Wednesday, April 8, 2009

Three-quarters investfondov believe Russia and the CIS unattractive for investment.

Russia's position in the rating of emerging markets in terms of attractiveness of direct investment has sharply declined. This write Vedomosti, citing a study by the annual Association of the funds of direct investments in emerging markets (EMPEA) and fund Coller Capital. According to the poll, 74 percent believe investfondov Russia and CIS countries unattractive for investment.
According to experts from Coller, Russia "broke" from the BRIC countries (Brazil, Russia, India, China). Interest in investment in Brazil has grown, and to invest in China and India - has declined slightly, despite those countries affected the global economic crisis. According to the World Bank, Russia's GDP in 2009 dropped to 2.5 percent, while the Brazilian economy will grow by half, and China - at 6.5 percent.

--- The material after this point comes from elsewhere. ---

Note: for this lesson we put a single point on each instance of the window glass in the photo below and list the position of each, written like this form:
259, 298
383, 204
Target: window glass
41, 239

The CIS countries have been only in the study area, which in the next year or two, investors will lose rather than gain. Payment for investment risk in Russia and the Commonwealth, one of the highest among all emerging markets - by 8.4 percentage points higher than for developed countries. The same high premiums investors require only sub-Saharan Africa.
EMPEA President Sarah Alexander noted that the extremely low attractiveness of Russia could be partly due to fears of investors concerning the intervention of Russian authorities in their structure. However, this applies only to those investors who do not have much experience in the country.
According to Rosstat, in 2008 the volume of foreign investments into the country fell by 14.2 percent over the previous year. Of these, direct investment fell by 2.8 per cent.